Our clients operate in a global marketplace. An increasingly common feature of our work is the prevalence of cross-border contentious and advisory work in relation to corporate and commercial disputes and international trusts and funds. In this context, we are able to offer our clients the benefit of substantial experience and long-established connections in many overseas jurisdictions, particularly in the Caribbean and the Atlantic. Recently members of Chambers have also been active in the emerging markets in Russia, Eastern Europe, Central Asia, South East Asia and Africa. Such work has included not only advice and litigation but also drafting legislation.

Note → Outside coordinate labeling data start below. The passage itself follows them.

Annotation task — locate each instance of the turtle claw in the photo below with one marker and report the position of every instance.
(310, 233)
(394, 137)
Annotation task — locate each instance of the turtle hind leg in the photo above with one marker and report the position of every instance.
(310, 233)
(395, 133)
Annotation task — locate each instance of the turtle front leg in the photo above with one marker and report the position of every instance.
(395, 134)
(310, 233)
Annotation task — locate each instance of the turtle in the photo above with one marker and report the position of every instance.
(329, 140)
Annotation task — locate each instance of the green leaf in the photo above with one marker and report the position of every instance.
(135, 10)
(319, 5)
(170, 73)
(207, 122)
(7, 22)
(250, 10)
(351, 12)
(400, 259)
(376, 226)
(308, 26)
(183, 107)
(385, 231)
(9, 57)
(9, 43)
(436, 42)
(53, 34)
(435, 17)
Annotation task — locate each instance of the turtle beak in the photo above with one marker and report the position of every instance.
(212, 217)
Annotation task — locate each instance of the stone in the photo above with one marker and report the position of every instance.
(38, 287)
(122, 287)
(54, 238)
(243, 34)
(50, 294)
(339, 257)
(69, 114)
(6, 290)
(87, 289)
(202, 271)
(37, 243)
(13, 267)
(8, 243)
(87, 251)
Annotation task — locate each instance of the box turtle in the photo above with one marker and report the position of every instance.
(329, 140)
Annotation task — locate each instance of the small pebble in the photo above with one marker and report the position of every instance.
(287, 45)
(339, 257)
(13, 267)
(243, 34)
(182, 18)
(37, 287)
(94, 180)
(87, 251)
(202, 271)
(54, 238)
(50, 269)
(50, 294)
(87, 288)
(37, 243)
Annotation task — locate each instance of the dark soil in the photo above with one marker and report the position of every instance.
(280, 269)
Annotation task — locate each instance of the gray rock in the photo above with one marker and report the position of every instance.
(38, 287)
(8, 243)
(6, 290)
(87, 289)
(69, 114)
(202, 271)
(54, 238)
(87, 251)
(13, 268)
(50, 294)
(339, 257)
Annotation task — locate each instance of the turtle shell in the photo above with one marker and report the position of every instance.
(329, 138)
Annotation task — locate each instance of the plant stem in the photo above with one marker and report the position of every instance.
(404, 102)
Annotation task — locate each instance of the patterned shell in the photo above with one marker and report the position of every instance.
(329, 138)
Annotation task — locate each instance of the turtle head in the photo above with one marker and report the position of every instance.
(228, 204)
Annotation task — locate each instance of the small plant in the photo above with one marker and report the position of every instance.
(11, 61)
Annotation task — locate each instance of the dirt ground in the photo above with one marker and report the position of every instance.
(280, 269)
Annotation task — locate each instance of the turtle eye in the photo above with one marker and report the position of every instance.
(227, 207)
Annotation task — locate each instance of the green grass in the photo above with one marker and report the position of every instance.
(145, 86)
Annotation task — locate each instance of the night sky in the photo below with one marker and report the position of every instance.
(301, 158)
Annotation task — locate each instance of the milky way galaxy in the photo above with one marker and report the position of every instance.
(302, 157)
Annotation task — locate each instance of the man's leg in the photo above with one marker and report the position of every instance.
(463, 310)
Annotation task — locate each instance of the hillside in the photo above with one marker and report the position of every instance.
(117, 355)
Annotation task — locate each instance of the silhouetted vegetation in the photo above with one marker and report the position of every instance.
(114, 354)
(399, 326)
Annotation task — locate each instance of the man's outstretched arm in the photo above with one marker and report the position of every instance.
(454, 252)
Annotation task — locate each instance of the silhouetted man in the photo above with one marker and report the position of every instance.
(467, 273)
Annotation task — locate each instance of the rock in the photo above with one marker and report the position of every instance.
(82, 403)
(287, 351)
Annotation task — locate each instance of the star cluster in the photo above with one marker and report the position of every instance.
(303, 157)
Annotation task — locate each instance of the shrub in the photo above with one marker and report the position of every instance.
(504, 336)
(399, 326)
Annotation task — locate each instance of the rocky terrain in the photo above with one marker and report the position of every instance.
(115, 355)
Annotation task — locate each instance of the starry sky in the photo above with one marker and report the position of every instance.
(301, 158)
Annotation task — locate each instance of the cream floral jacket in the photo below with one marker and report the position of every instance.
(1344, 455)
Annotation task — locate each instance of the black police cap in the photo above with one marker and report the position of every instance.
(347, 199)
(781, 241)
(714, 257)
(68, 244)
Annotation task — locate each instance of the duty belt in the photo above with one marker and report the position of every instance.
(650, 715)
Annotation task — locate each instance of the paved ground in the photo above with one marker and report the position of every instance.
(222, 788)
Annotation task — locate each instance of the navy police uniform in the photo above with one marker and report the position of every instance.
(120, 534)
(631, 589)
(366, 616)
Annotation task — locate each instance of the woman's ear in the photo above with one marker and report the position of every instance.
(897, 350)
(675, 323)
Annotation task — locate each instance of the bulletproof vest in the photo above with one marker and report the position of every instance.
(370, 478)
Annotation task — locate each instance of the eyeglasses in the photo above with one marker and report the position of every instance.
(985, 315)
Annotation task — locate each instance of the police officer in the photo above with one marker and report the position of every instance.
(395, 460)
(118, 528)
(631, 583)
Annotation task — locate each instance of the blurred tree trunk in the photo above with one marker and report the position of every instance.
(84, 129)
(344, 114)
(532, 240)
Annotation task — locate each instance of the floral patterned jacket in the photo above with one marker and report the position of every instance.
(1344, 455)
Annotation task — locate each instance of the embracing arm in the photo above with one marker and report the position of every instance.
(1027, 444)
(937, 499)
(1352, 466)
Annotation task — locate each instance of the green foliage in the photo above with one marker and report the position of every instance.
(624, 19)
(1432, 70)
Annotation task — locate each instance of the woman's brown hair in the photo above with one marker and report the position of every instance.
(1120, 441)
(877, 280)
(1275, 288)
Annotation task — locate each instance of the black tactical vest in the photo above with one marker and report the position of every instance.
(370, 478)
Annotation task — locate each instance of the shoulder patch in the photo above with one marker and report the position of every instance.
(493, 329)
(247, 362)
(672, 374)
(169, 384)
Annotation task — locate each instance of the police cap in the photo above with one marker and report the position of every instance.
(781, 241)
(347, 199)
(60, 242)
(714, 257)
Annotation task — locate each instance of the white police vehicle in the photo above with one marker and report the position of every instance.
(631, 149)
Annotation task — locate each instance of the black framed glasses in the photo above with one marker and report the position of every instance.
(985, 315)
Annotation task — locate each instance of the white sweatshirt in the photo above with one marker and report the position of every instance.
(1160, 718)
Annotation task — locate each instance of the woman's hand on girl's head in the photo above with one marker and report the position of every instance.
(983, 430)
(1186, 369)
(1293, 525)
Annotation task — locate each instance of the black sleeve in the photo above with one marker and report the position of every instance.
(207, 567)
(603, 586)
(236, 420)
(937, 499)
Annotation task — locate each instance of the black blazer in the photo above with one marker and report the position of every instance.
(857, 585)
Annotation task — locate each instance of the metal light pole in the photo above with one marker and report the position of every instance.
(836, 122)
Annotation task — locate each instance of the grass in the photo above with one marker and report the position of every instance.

Insolvency work also has an increasingly international element. Cases can raise a multitude of problems, such as determining a party’s centre of main interests or the collective distribution of assets in different jurisdictions. We are accustomed to acting in cases which raise issues of foreign law or invoke foreign insolvency regimes (such as the US Bankruptcy Code) as well as working alongside foreign lawyers and officeholders. Our members also have experience of multi-jurisdictional issues arising under the EC Regulation on Insolvency Proceedings, the Cross-Border Insolvency Regulations 2006, section 426 of the Insolvency Act 1986 and the common law.

With all these international aspects to our work, many members of Chambers have been called to the local Bar of numerous overseas jurisdictions, both ad hoc and on a permanent basis.